The fifth phase is the SIP-enabled consumer. This could be as simple as walking up to a SIP-enabled kiosk or banking machine and initiating a secure collaborative multimedia session with a contact center agent. In the longer term, the increased penetration of SIP-based communication services offered by service providers, and of SIP-enabled PCs and mobile devices, broadens this opportunity to the masses. While the technical challenges in identity federations and securing all communications are being addressed across the industry, the business challenges and opportunities associated with this phase are more significant as they require a rethink of elements of the firm's go-to-market strategy.

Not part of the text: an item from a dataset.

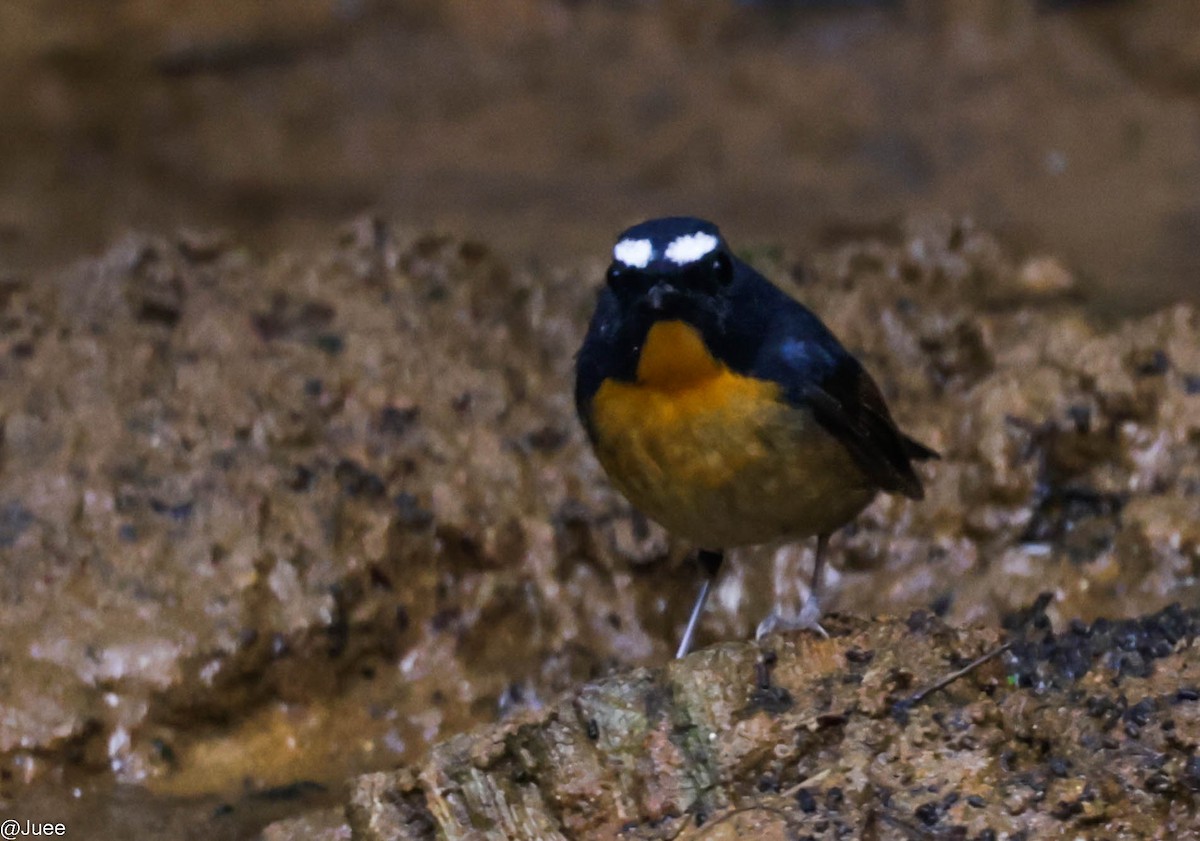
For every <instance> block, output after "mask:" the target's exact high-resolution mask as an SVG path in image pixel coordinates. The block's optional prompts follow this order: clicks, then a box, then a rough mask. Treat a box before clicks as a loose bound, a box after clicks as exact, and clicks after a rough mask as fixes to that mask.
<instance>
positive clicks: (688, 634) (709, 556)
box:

It's All About Customer Engagement

Contact center agents only have a brief opportunity to exceed service expectations and delight their customers. The expert anywhere approach to customer service, powered by a SIP-based integrated suite of multimedia applications, can link expertise resident across the financial institution, into the contact center enabling single call resolution and delivering a new level of customer service. This is truly business transformation and allows the financial institution to provide faster, more efficient service for stronger customer engagement. Financial institutions which are first to address the considerable security and business challenges associated with the consumer-related scenario described here will achieve a considerable customer service advantage, through anticipatory, real-time, media adaptive customer engagement.